Wanda and Slav Rosa, a couple from Grande Cache, Alberta, who have been married for 48 years, won $5 million in Lotto 6/49. And instead of treating it like some grand fantasy, they seem to be taking it the way most grounded people take major life-changing events: with disbelief, a bit of humour, and the quiet realization that maybe now, finally, they get to do some of the things they put off for almost half a century.
The couple bought their ticket for the Jan. 17 draw during a stop at Petro Canada on Shand Avenue. Their numbers were 10, 12, 15, 33, 34, and 45. Later, when they checked the ticket at home, Wanda apparently froze and started counting the zeroes. Slav’s reaction was much calmer, more or less: “Oh, this is nice.”
“Oh, this is nice.”
— Slav Rosa
By matching all six numbers in the Classic draw, they landed the game’s top prize, beating odds of 1 in 13,983,816. In other words, this was not supposed to happen. But it did.

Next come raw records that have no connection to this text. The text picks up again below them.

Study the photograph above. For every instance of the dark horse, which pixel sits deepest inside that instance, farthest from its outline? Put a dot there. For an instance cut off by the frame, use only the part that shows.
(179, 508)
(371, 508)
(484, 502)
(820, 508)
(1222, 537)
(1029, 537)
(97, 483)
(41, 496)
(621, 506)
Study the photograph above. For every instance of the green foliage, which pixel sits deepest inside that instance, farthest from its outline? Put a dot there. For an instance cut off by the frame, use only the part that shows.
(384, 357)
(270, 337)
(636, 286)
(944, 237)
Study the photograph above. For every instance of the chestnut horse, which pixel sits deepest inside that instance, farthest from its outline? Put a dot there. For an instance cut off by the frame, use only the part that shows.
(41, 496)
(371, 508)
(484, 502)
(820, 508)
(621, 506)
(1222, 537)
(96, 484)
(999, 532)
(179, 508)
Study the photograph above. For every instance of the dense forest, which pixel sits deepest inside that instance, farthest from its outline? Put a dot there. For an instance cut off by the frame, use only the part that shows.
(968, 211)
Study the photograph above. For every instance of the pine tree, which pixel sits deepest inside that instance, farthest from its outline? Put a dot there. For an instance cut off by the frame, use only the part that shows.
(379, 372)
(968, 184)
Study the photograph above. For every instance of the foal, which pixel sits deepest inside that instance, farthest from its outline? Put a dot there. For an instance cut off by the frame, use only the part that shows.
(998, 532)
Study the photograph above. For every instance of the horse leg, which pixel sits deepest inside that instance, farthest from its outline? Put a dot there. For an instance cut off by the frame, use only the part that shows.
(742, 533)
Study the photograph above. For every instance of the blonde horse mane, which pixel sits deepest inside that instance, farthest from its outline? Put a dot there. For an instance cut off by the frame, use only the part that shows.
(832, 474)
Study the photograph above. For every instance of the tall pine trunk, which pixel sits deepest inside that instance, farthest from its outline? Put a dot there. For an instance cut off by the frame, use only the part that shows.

And what makes the story land is not really the money. It is what the money represents.
They are planning to share some of it with family, visit relatives in Europe, possibly buy a new car, and put the rest into savings. Sensible, unflashy, deeply human decisions. No yachts. No gold-plated nonsense. Just a couple looking at the life they have already built and deciding they can finally add a few long-postponed joys to it.
Slav put it best when he said the trip would be like a “delayed honeymoon.”
That line carries more weight than the jackpot itself. Because most people are not waiting for millions. They are waiting for permission. Permission to rest, to celebrate, to travel, to enjoy what they have already earned. This couple just happened to get that permission in the form of a lottery ticket.
Wanda added that they had spent their whole lives saving for retirement, so this win feels like something extra. And maybe that is the real heart of it. Not sudden wealth, but sudden space. Space to breathe. Space to enjoy. Space to finally say yes to something life kept pushing further down the list.
After 48 years of marriage, they are not chasing excitement. They are cashing in on time.
And that may be the luckiest part of all.